Aila entendait des murmures derrière elle. Elle avait perçu le reproche rapide qu’Hubert avait adressé à son frère. Avant d’entrer au conseil, Avelin n’ignorait pas qu’il ressortirait pour aller chercher quelqu’un, alors qu’il avait lancé la proposition comme si elle n’avait pas été préméditée… Aila avait encore perdu une occasion de se taire. Au point où elle en était, elle ajouta :
— De plus, mon excellente oreille associée à un bon niveau d’analyse me permet de dire que le prince Avelin a trompé tout le monde, sauf le mage royal qui suspectait la supercherie. En revanche, le prince Hubert vient de découvrir la nouvelle fantaisie du benjamin…, conscient que ce n’est pas la première fois et sûrement pas la dernière. Cependant, dans le même temps, il préférerait qu’il arrête de manigancer ses coups en douce…
Aila comprit au silence qui tomba derrière son dos qu’elle avait dépassé les limites de la bienséance due à la famille royale.
— Retournez-vous, Aila, enjoignit Orian, j’apprécie grandement vos talents d’observatrice… Pour quelles raisons ne devrions-nous pas vous sélectionner ?

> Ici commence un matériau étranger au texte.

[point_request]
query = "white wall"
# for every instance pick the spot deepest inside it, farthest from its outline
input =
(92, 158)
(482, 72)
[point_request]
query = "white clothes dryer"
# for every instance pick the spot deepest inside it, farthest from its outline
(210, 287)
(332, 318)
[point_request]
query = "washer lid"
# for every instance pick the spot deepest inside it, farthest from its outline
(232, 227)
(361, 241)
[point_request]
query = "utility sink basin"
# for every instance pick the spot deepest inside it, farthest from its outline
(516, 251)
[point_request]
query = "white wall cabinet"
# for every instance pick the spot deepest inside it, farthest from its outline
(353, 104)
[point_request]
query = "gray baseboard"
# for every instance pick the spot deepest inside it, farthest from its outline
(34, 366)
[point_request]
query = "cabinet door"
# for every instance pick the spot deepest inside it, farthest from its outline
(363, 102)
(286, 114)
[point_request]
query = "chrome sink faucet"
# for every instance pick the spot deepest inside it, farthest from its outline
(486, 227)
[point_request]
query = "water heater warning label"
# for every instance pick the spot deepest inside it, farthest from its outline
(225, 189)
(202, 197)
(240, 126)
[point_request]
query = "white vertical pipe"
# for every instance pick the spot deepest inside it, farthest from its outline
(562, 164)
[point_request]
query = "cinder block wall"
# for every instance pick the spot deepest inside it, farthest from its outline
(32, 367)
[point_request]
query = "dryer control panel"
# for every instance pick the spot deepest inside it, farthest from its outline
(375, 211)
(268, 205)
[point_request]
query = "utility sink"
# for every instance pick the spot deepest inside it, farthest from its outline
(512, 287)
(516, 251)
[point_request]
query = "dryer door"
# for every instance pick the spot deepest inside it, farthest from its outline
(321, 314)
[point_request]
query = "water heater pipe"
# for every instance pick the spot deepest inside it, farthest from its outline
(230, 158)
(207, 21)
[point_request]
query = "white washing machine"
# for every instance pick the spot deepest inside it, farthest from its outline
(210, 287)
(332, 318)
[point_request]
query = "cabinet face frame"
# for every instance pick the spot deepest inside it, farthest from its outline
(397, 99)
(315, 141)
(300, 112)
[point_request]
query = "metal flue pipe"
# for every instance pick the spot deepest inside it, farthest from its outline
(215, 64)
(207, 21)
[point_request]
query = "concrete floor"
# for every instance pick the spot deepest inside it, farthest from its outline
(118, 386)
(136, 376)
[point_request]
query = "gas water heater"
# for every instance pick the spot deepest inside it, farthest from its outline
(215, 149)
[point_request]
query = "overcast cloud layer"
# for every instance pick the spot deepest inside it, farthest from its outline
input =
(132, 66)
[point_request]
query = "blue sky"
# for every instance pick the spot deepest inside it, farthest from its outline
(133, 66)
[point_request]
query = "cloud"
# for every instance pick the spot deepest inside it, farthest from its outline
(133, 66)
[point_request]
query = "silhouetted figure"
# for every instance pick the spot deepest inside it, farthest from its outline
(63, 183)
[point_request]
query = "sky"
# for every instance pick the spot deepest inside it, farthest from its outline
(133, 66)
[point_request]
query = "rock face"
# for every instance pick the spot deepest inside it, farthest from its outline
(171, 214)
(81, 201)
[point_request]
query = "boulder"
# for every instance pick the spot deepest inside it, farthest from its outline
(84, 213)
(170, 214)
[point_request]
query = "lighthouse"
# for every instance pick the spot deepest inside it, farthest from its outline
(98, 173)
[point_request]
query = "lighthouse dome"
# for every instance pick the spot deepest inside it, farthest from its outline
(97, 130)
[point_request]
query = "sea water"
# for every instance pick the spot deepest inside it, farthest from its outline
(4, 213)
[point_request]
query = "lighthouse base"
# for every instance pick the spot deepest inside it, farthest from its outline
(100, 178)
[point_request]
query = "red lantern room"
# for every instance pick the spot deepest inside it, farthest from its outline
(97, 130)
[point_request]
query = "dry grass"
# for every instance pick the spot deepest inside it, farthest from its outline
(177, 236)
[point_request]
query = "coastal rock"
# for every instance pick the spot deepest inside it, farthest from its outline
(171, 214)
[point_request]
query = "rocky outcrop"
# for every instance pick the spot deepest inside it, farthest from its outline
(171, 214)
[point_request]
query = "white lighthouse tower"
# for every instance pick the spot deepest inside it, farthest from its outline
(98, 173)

— Parce que je parle trop, peut-être… Enfin, cela n’a pas toujours été le cas. Hamelin, sire Elieu et dame Mélinda vous le confirmeront… Parce que je suis une fille et que je n’ai que seize ans… Parce que si vous me choisissez, cela posera probablement des problèmes de cohésion d’équipe si je me retrouve avec des personnes comme Hector Plantu.
— Bien. Quels autres concurrents trouvez-vous dignes de faire partie du groupe que nous allons former ?
— Pardon Juste ! Incroyable combattant, rapide, efficace, fin stratège et sans points faibles ou presque.
Elle n’hésita pas non plus pour le suivant :
— Aubin Grand. Encore jeune, mais déterminé. De plus, il progresse de jour en jour.
— Le présentez-vous parce qu’il s’agit de votre ex-frère ? coupa Orian.
— Oh ! non, mage royal, loin de moi cette idée ! Aussi excellent archer que cavalier, sa compétence ne s’arrête pas là. Son tempérament extrêmement posé peut enfin empêcher des esprits irréfléchis de se jeter dans un piège, car il voit loin.
— Bien. Merci pour vos réponses, Aila Grand. Rendez-vous demain à la troisième cloche dans la cour du château.
Aila se retira, certaine d’avoir misérablement échoué, mais, si au moins, elle avait pu sauver Pardon et Aubin, elle aurait servi une noble cause. Quand elle rentra dans la maison, Bonneau leva la tête. Elle lui adressa un sourire triste avant de se diriger vers son lit. Elle n’avait pas envie de parler et il respecta son silence. Elle resta assise un long moment, immobile, le cœur lourd, puis finit par se déshabiller et se coucher pour s’endormir dans un sommeil sans rêves.